|
forums.silverfrost.com Welcome to the Silverfrost forums
|
View previous topic :: View next topic |
Author |
Message |
JohnCampbell
Joined: 16 Feb 2006 Posts: 2560 Location: Sydney
|
Posted: Thu May 10, 2012 2:11 pm Post subject: |
|
|
Dan,
The answer must be to multi-thread the J loop, as this loop group is initiated 160,000 times.
The K loop is initiated 270,000,000 times, which is what I previously tried to multi-thread. Too many threads, which is why I did not get a good result.
I introduced the K loop so there would be no call inside the J loop.
I'll look at your thread example.
Back in 70's, operations counts looked at the number of multiplies and divides, as these were considered the time consuming parts of the run. That is no longer the case !

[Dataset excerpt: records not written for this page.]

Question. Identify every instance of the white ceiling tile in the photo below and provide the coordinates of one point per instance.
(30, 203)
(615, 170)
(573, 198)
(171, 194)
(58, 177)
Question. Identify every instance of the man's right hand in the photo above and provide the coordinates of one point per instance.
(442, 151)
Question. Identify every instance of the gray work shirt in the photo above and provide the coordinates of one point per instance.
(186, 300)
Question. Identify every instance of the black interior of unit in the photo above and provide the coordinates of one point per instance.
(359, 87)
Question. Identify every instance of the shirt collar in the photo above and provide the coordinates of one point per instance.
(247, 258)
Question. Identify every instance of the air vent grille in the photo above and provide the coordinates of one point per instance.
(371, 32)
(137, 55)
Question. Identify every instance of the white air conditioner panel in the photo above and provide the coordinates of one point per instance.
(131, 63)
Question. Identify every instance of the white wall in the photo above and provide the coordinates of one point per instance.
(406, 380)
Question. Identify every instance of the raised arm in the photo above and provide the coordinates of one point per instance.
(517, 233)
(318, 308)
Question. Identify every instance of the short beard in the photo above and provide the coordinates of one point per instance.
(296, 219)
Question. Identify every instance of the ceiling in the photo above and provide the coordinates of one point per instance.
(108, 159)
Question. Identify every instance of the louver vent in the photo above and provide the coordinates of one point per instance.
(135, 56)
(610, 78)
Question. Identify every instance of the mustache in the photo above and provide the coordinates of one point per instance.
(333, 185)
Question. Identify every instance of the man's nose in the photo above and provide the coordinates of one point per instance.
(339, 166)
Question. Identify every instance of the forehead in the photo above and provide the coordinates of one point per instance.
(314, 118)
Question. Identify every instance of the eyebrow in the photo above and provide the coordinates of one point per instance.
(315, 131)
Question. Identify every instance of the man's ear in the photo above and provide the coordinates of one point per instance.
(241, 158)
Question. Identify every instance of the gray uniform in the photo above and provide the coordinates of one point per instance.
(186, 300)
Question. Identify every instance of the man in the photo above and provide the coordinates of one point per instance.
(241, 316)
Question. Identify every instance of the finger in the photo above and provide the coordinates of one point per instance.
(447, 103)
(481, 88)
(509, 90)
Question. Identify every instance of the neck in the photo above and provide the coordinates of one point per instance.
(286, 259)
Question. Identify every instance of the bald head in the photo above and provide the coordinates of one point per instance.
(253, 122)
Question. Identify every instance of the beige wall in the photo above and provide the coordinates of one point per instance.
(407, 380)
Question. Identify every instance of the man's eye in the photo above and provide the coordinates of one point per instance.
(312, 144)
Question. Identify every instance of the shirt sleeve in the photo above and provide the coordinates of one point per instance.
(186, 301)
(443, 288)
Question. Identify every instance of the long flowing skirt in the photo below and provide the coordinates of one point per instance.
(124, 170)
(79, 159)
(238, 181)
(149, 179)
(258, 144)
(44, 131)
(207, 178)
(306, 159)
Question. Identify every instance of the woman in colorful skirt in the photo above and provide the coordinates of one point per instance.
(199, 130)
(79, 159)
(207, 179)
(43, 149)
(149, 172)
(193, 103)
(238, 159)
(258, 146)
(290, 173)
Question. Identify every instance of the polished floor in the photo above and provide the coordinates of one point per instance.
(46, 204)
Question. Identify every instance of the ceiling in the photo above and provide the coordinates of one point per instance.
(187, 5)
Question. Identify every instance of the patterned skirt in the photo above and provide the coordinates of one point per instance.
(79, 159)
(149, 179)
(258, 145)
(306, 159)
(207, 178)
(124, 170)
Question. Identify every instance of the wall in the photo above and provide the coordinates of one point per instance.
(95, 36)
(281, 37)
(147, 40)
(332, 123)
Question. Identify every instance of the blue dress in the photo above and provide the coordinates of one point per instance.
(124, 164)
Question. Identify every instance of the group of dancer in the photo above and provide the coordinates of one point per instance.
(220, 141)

For this example, I presented 3 alternative codes, 1 that takes 287 seconds and 2 that takes 950 seconds. We can assume the multiplies take only 287 seconds and something else takes 660 seconds. Thats 11 minutes of doing nothing, worse than when windows starts up.
Considering :
A(A_ptr_0+J) = A(A_ptr_0+J) - Dot_Product ( A(A_ptr_b:A_ptr_t), B(B_ptr_b:B_ptr_t) )
I thought this might be slow due to the array sections, but the K loop :
do k = JEQ_bot,J-1
c = c + A(A_ptr_0+k) * B(B_ptr_0+k)
end do
This has similar poor performance. ( I thought the K index, common to both A and B would have been efficient )
There must be another reason why it processes so slowly, and it is difficult to understand what it is.
Eddie,
I use EXTERNAL like /implicit_none, to document the functions being used.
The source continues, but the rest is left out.